Given a $m\times n$ matrix of non-negative integers. A "reduction" of this matrix can be done on one row/column of this matrix, by subtracting the minimum of the row/column from all other numbers of that row/column. For example,
$$ \begin{bmatrix} 29 & 19 & 17 & 12 \\ 32 & 30 & 26 & 28 \\ 3 & 21 & 7 & 9 \\ 18 & 13 & 10 & 15 \end{bmatrix} $$
can be "reduced" on the second row by subtracting 26 from all four numbers, resulting in
$$ \begin{bmatrix} 29 & 19 & 17 & 12 \\ 6 & 4 & 0 & 2 \\ 3 & 21 & 7 & 9 \\ 18 & 13 & 10 & 15 \end{bmatrix} $$
Such reduction can be repeatedly done on every row/column, and the result is always still a non-negative integer matrix. On the other hand, each row/column can be effectively reduced only once, because subsequent reductions end up subtracting 0 and do not change the matrix.

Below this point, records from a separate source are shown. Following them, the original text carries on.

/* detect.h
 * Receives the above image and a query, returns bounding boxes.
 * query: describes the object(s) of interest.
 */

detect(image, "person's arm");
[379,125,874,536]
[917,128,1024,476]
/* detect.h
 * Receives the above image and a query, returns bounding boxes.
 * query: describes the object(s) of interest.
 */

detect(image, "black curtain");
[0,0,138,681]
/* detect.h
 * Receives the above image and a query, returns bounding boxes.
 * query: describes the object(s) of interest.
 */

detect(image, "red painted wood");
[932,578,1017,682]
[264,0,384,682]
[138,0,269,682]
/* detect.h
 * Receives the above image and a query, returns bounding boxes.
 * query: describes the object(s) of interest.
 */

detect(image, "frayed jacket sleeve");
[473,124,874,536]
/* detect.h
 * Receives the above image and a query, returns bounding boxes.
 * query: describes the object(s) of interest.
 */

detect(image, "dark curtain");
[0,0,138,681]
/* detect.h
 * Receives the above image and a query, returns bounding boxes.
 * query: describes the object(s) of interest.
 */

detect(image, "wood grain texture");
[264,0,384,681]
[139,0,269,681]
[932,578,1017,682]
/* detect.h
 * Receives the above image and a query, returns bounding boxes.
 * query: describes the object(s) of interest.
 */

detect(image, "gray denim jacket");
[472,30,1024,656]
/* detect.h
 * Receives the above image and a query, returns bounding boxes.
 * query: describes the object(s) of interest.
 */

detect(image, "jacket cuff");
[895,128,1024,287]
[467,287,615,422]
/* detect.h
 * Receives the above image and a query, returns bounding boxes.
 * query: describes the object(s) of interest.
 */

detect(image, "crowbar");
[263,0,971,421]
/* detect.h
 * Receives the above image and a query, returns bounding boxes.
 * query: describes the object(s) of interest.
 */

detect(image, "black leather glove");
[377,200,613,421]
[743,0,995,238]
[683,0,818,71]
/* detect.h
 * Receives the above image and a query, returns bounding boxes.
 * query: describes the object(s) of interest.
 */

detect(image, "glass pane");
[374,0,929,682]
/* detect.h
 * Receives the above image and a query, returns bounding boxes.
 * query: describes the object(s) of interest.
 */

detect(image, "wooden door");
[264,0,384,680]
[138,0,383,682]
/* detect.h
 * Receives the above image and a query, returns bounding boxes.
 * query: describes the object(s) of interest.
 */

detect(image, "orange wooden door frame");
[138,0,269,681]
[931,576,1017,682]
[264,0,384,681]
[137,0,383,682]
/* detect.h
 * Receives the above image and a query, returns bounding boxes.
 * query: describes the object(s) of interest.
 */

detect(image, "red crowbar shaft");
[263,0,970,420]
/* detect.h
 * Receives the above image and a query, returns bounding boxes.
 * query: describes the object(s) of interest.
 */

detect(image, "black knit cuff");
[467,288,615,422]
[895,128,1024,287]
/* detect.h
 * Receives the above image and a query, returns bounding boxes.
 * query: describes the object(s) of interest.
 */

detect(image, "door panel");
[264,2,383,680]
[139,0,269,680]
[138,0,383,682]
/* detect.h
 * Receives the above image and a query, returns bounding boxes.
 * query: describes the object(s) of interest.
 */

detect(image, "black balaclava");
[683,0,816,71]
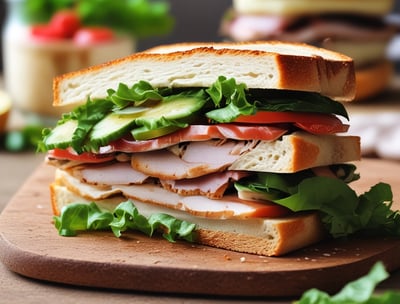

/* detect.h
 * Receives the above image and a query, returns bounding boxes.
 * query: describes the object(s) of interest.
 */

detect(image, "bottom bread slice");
[50,182,326,256]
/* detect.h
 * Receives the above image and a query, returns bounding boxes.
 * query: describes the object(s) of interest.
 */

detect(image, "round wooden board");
[0,159,400,297]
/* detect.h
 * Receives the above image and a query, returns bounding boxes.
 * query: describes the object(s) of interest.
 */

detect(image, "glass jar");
[3,0,135,117]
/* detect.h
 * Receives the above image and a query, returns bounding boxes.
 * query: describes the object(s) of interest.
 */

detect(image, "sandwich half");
[40,41,394,256]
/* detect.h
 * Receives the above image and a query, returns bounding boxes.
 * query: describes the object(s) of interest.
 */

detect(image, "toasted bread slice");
[50,181,326,256]
[229,132,361,173]
[233,0,393,16]
[54,41,355,106]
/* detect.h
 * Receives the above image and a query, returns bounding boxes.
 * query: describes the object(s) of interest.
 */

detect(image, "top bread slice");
[53,41,355,106]
[233,0,394,16]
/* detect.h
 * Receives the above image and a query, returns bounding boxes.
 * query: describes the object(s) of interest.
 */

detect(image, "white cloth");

Hence, reduce each row and column once in any order, and the matrix is completely reduced. The question is: consider the sum of numbers in the final matrix, what is the minimum of this sum, among all possible completely reduced matrices? Further, how do we find out an ordering of reductions that achieves the minimum?

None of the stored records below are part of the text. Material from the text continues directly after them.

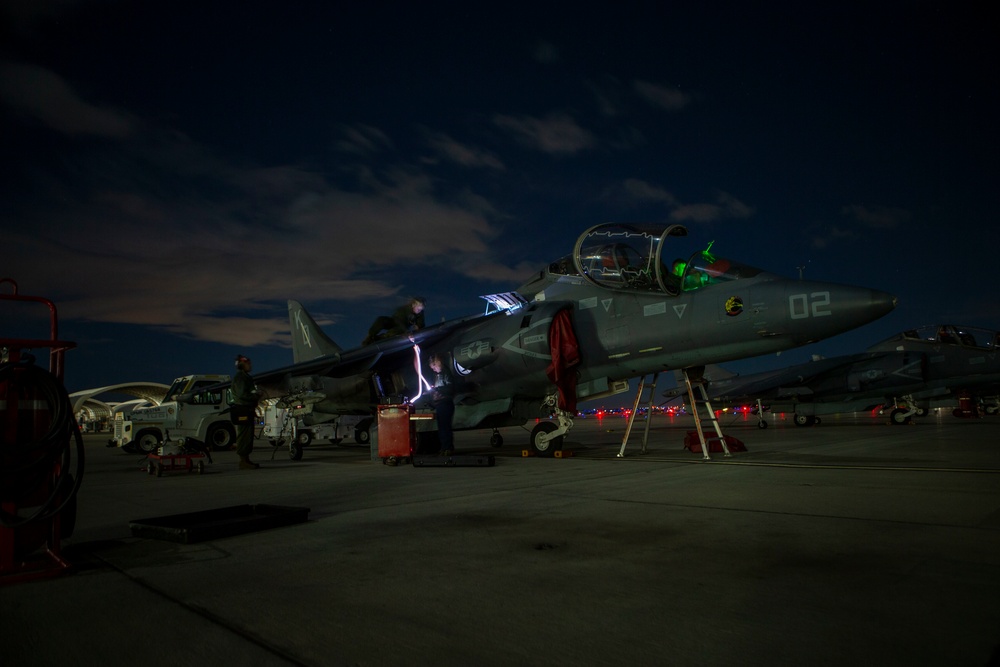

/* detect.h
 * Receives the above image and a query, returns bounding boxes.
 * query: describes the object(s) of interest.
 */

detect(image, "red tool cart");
[0,278,84,583]
[378,403,434,465]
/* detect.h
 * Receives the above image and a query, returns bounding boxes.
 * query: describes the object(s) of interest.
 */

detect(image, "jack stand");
[618,373,660,459]
[684,368,732,461]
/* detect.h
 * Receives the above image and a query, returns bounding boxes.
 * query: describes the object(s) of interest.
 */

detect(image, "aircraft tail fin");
[288,299,342,364]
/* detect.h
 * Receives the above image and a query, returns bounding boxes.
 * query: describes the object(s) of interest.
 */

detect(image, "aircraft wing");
[254,315,495,386]
[674,352,912,401]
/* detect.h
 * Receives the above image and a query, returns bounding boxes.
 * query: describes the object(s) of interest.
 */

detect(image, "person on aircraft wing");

The order of reduction does affect the sum of numbers in the final matrix. For the matrix above, reducing [row 1, row 2, row 3, row 4, col 2] gives a sum of 73, while reducing [col 1, col 2, col 3, col 4, row 1, row 2] gives a sum of 81.
I am interested in an (efficient) algorithm that solves this problem (or better still, if there exists a closed form of the minimum). One can always brute-force through all $(m+n)!$ ordering of reductions and find the minimum, but that would be quite uninteresting.